When we turn to the poetry of Bishop for the April 11, 2012, meeting of the Book Club for Poets, it will be interesting to compare her work to Larkin’s. We’ll see in a poem like “The Moose,” for example, a complex journey similar to that of “The Whitsun Weddings” as well a combination of lyric and narrative approaches similar to that of “The Explosion.”
Works Cited
Dobyns, Stephen. Best Words, Best Order (St. Martin’s Griffin, 1996; paperback 1997).

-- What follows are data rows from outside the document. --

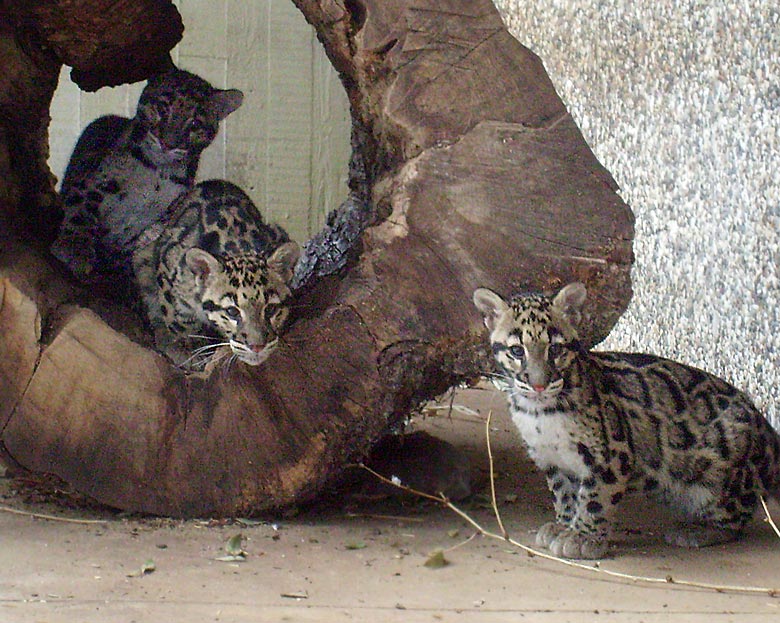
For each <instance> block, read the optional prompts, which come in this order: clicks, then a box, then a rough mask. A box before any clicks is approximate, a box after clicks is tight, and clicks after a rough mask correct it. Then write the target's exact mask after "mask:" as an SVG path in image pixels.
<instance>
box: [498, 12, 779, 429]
mask: <svg viewBox="0 0 780 623" xmlns="http://www.w3.org/2000/svg"><path fill="white" fill-rule="evenodd" d="M497 4H498V5H499V8H500V10H501V11H502V14H503V15H504V18H505V20H506V22H507V24H508V25H509V27H510V29H511V30H512V32H513V34H514V35H515V36H516V37H517V38H518V39H519V40H520V41H521V42H523V43H524V44H525V45H527V46H528V47H530V48H531V49H532V50H534V51H535V52H536V53H537V54H538V55H539V56H540V57H541V58H542V60H543V61H544V64H545V66H546V68H547V70H548V72H549V73H550V76H551V77H552V79H553V82H554V83H555V85H556V87H557V89H558V92H559V94H560V95H561V96H562V97H563V99H564V101H565V102H566V104H567V105H568V107H569V110H570V111H571V113H572V115H573V116H574V117H575V119H576V121H577V122H578V124H579V125H580V127H581V128H582V130H583V133H584V134H585V138H586V139H587V140H588V142H589V144H590V145H591V147H592V148H593V150H594V152H595V153H596V155H597V156H598V158H599V159H600V160H601V162H602V163H603V164H604V165H605V166H606V167H607V168H608V169H609V170H610V171H611V172H612V174H613V175H614V176H615V178H616V180H617V181H618V183H619V184H620V186H621V189H622V196H623V198H624V199H625V200H626V201H627V202H628V203H629V204H630V205H631V207H632V209H633V210H634V213H635V215H636V218H637V233H636V244H635V251H636V266H635V268H634V272H633V277H634V291H635V294H634V298H633V301H632V303H631V306H630V308H629V310H628V312H627V314H626V315H625V316H624V317H623V318H622V319H621V321H620V322H619V324H618V326H617V327H616V329H615V330H614V332H613V333H612V335H611V336H610V338H609V339H608V341H607V342H606V343H605V344H604V347H605V348H609V349H613V350H634V351H646V352H653V353H656V354H660V355H664V356H668V357H672V358H674V359H678V360H680V361H683V362H686V363H689V364H692V365H695V366H699V367H702V368H706V369H707V370H710V371H712V372H715V373H717V374H719V375H721V376H723V377H725V378H726V379H728V380H730V381H732V382H734V383H735V384H737V385H738V386H740V387H741V388H743V389H746V390H747V391H748V393H749V394H750V395H751V396H752V397H753V398H754V400H755V401H756V403H757V405H758V406H759V407H760V408H762V409H763V410H764V412H765V413H767V415H768V416H769V417H770V419H771V420H772V421H773V422H774V424H775V425H776V426H780V410H779V409H778V408H777V404H778V399H779V398H780V312H779V311H778V303H779V302H780V294H778V272H779V270H778V261H779V260H780V245H779V243H780V233H779V230H780V174H778V169H780V167H779V166H778V165H780V156H779V155H778V153H779V151H780V86H778V85H780V5H778V4H777V2H776V1H772V0H744V1H739V2H737V1H736V0H725V1H723V2H718V3H709V2H701V1H698V0H661V1H660V2H628V1H625V0H576V1H575V0H568V1H565V0H553V1H549V0H497Z"/></svg>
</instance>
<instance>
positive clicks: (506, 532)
mask: <svg viewBox="0 0 780 623" xmlns="http://www.w3.org/2000/svg"><path fill="white" fill-rule="evenodd" d="M491 416H492V412H489V413H488V416H487V419H486V421H485V435H486V443H487V451H488V461H489V465H490V493H491V498H492V500H491V501H492V506H493V513H494V515H495V517H496V522H497V523H498V527H499V530H500V531H501V534H499V533H497V532H492V531H490V530H487V529H486V528H484V527H483V526H482V525H481V524H479V523H478V522H477V521H476V520H475V519H474V518H473V517H471V516H470V515H468V514H467V513H466V512H465V511H462V510H461V509H460V508H458V507H457V506H455V505H454V504H453V503H452V502H450V501H449V499H447V497H446V496H445V495H443V494H439V495H438V496H435V495H430V494H428V493H424V492H422V491H417V490H416V489H412V488H410V487H407V486H406V485H404V484H403V483H402V482H399V480H398V479H397V478H395V477H392V478H386V477H385V476H383V475H382V474H379V473H378V472H376V471H374V470H373V469H371V468H370V467H368V466H367V465H363V464H362V463H361V465H360V466H361V467H362V468H363V469H365V470H366V471H368V472H369V473H371V474H373V475H374V476H375V477H376V478H378V479H379V480H381V481H382V482H384V483H386V484H390V485H393V486H394V487H398V488H399V489H402V490H404V491H407V492H408V493H411V494H413V495H416V496H419V497H422V498H426V499H428V500H433V501H434V502H438V503H440V504H443V505H445V506H446V507H447V508H449V509H450V510H451V511H453V512H454V513H455V514H456V515H458V516H459V517H461V518H462V519H463V520H465V521H466V522H467V523H469V524H470V525H471V526H472V527H473V528H474V529H475V530H476V531H477V533H478V534H480V535H482V536H484V537H487V538H491V539H496V540H498V541H504V542H506V543H509V544H510V545H512V546H513V547H516V548H518V549H521V550H522V551H524V552H526V553H527V554H528V555H529V556H530V557H532V558H534V557H536V558H542V559H544V560H550V561H553V562H556V563H559V564H562V565H566V566H568V567H573V568H575V569H581V570H583V571H589V572H591V573H597V574H601V575H605V576H608V577H611V578H617V579H620V580H627V581H630V582H634V583H639V584H641V583H644V584H674V585H676V586H685V587H691V588H700V589H705V590H711V591H715V592H718V593H749V594H760V595H768V596H770V597H777V596H780V588H768V587H763V586H741V585H728V584H711V583H709V582H696V581H693V580H684V579H679V578H675V577H673V576H672V575H667V576H665V577H662V578H661V577H651V576H642V575H634V574H632V573H623V572H621V571H613V570H611V569H605V568H603V567H602V566H600V565H599V564H598V563H595V564H593V565H588V564H584V563H581V562H576V561H573V560H567V559H565V558H559V557H558V556H553V555H552V554H547V553H545V552H541V551H539V550H537V549H534V548H532V547H528V546H527V545H524V544H523V543H520V542H519V541H516V540H514V539H512V538H511V537H509V535H508V533H507V531H506V528H504V523H503V521H502V519H501V513H500V511H499V510H498V504H497V502H496V488H495V477H494V466H493V452H492V450H491V447H490V419H491ZM761 503H762V505H763V506H764V512H765V513H766V516H767V519H768V520H769V522H770V523H771V524H772V527H773V528H774V529H775V532H777V534H778V536H779V537H780V532H778V529H777V527H776V526H775V524H774V522H773V521H772V518H771V517H770V515H769V510H768V509H767V507H766V504H765V502H764V500H763V498H762V500H761ZM469 540H470V539H469Z"/></svg>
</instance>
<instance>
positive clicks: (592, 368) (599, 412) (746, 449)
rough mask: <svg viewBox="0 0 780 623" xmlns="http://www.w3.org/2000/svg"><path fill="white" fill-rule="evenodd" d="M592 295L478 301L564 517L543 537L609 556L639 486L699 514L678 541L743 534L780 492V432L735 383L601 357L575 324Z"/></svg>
mask: <svg viewBox="0 0 780 623" xmlns="http://www.w3.org/2000/svg"><path fill="white" fill-rule="evenodd" d="M585 296H586V291H585V287H584V286H583V285H582V284H581V283H573V284H570V285H568V286H566V287H565V288H563V289H562V290H561V291H560V292H559V293H558V295H557V296H555V297H554V298H549V297H546V296H537V295H521V296H516V297H513V298H512V299H511V301H509V302H507V301H504V300H503V299H502V298H501V297H500V296H499V295H498V294H496V293H494V292H491V291H490V290H486V289H478V290H476V291H475V292H474V303H475V304H476V306H477V308H478V309H479V310H480V311H481V312H482V314H483V315H484V318H485V325H486V326H487V328H488V329H489V331H490V341H491V344H492V347H493V353H494V355H495V359H496V361H497V363H498V367H499V368H500V370H501V375H500V383H501V385H502V386H503V388H504V391H505V392H506V393H507V395H508V398H509V404H510V411H511V414H512V419H513V421H514V423H515V425H516V426H517V428H518V429H519V430H520V434H521V435H522V437H523V439H524V441H525V443H526V445H527V447H528V451H529V454H530V456H531V458H532V459H533V460H534V461H535V462H536V464H537V466H538V467H539V468H540V469H542V470H543V471H544V473H545V474H546V476H547V484H548V486H549V488H550V490H551V492H552V494H553V497H554V505H555V521H554V522H551V523H548V524H545V525H544V526H542V527H541V528H540V529H539V532H538V533H537V537H536V540H537V544H539V545H541V546H544V547H549V549H550V550H551V551H552V552H553V553H555V554H556V555H560V556H565V557H568V558H601V557H602V556H604V555H605V554H606V552H607V546H608V543H607V539H608V535H609V528H610V523H611V522H612V521H613V519H614V518H615V515H616V508H617V506H618V505H619V503H620V501H621V500H622V499H623V496H624V495H625V494H626V492H627V491H628V490H629V489H637V488H638V489H641V490H642V491H644V492H645V493H646V494H650V495H654V496H657V497H659V498H660V499H661V500H663V501H664V502H665V503H666V504H668V505H669V506H670V507H674V508H676V509H677V510H678V511H682V513H683V514H684V515H685V516H687V521H686V522H685V523H684V524H682V525H681V528H680V529H679V530H678V531H675V532H673V533H671V534H670V535H667V541H668V542H670V543H673V544H676V545H680V546H687V547H699V546H704V545H710V544H714V543H722V542H725V541H728V540H731V539H734V538H736V537H738V536H739V534H740V532H741V530H742V528H743V527H744V525H745V524H746V523H747V522H748V520H749V519H750V518H751V516H752V515H753V512H754V510H755V508H756V505H757V503H758V501H759V496H761V495H764V494H765V493H770V494H775V495H776V494H777V492H778V489H779V488H780V465H779V464H778V461H779V460H780V437H778V434H777V433H776V432H775V431H774V430H773V429H772V428H771V426H770V425H769V423H768V422H767V421H766V419H765V418H764V417H763V416H762V415H761V414H760V413H759V412H758V411H757V410H756V408H755V407H754V406H753V404H752V403H751V401H750V400H749V399H748V398H747V397H746V396H745V394H743V393H742V392H740V391H739V390H737V389H736V388H734V387H732V386H731V385H729V384H728V383H726V382H725V381H723V380H721V379H719V378H717V377H715V376H713V375H711V374H708V373H706V372H703V371H701V370H697V369H695V368H691V367H689V366H685V365H682V364H679V363H675V362H673V361H669V360H668V359H662V358H660V357H655V356H652V355H641V354H628V353H608V352H591V351H587V350H585V349H584V348H583V347H582V346H581V344H580V342H579V341H578V339H577V332H576V330H575V326H576V324H577V322H578V321H579V317H580V309H581V306H582V304H583V302H584V300H585Z"/></svg>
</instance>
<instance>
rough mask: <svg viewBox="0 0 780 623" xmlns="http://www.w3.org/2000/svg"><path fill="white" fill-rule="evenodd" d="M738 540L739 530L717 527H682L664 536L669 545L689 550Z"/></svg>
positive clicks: (690, 526) (726, 542) (727, 542)
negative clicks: (720, 527) (684, 547)
mask: <svg viewBox="0 0 780 623" xmlns="http://www.w3.org/2000/svg"><path fill="white" fill-rule="evenodd" d="M737 538H739V530H734V529H732V528H718V527H716V526H681V527H680V528H678V529H676V530H672V531H670V532H667V533H666V535H664V540H665V541H666V542H667V543H668V544H669V545H675V546H677V547H688V548H697V547H707V546H709V545H720V544H721V543H728V542H729V541H734V540H736V539H737Z"/></svg>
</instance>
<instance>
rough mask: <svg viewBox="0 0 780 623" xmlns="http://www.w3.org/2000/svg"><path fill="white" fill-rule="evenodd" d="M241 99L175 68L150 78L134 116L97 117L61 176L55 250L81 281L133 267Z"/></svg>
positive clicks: (195, 77) (232, 93) (59, 257)
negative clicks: (130, 266) (160, 220)
mask: <svg viewBox="0 0 780 623" xmlns="http://www.w3.org/2000/svg"><path fill="white" fill-rule="evenodd" d="M242 99H243V94H242V93H241V91H238V90H235V89H231V90H227V91H223V90H220V89H215V88H214V87H212V86H211V85H210V84H209V83H208V82H206V81H205V80H203V79H202V78H200V77H198V76H196V75H194V74H191V73H189V72H187V71H183V70H179V69H174V70H171V71H169V72H166V73H163V74H160V75H158V76H155V77H153V78H151V79H149V81H148V83H147V85H146V87H145V88H144V90H143V92H142V93H141V97H140V99H139V100H138V108H137V111H136V115H135V117H133V118H132V119H127V118H125V117H119V116H116V115H111V116H107V117H100V118H99V119H96V120H95V121H93V122H92V123H91V124H90V125H89V126H87V128H86V129H85V130H84V132H83V133H82V135H81V137H80V138H79V141H78V143H77V144H76V147H75V149H74V150H73V155H72V156H71V160H70V162H69V164H68V168H67V170H66V172H65V176H64V178H63V181H62V187H61V190H60V193H61V195H62V198H63V203H64V209H65V217H64V219H63V221H62V224H61V226H60V230H59V234H58V236H57V240H56V241H55V242H54V244H53V245H52V247H51V252H52V254H53V255H54V256H55V257H57V258H58V259H59V260H61V261H62V262H64V263H65V264H66V265H67V266H68V268H69V269H70V271H71V272H72V273H73V274H74V275H76V277H78V278H79V279H81V280H82V281H86V282H93V281H96V280H98V279H100V278H101V277H104V276H106V275H107V274H115V273H116V272H117V271H119V272H121V273H125V274H127V275H129V274H130V272H131V271H130V258H131V255H132V250H133V248H134V246H135V244H136V243H137V241H138V239H139V237H140V236H142V235H143V233H144V232H145V230H146V229H147V227H149V225H150V224H152V223H154V222H156V221H158V220H160V218H161V217H162V216H163V215H164V214H165V211H166V210H167V208H168V206H169V205H170V203H171V202H172V201H173V200H174V199H175V198H176V197H178V196H179V195H180V194H181V193H182V192H184V191H186V190H188V189H190V188H192V185H193V183H194V178H195V172H196V170H197V168H198V162H199V160H200V154H201V152H202V151H203V150H204V149H205V148H206V147H208V145H209V144H210V143H211V142H212V141H213V140H214V137H215V136H216V135H217V130H218V129H219V122H220V121H221V120H222V119H224V118H225V117H227V116H228V115H229V114H230V113H231V112H233V111H234V110H236V108H238V107H239V106H240V105H241V102H242Z"/></svg>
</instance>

Fenton, James. “Writing to a Tall Order: James Fenton Looks at the Most Complicated Forms of Rhyme.” Guardian, September 20, 2002, http://www.guardian.co.uk/books/2002/sep/21/featuresreviews.guardianreview24. (This article is an “edited extract” from Fenton’s An Introduction to English Poetry, the first American edition of which was published by Farrar Straus Giroux in 2002.)
Phillips, Robert. “Philip Larkin: The Art of Poetry No. 30” (interview). Paris Review 84 (summer 1982), http://www.theparisreview.org/interviews/3153/the-art-of-poetry-no-30-philip-larkin. (Larkin rarely gave interviews.)
Voigt, Ellen Bryant. “On the Grid.” In The Art of Syntax: Rhythm of Thought, Rhythm of Song (Graywolf, 2009), 65–77.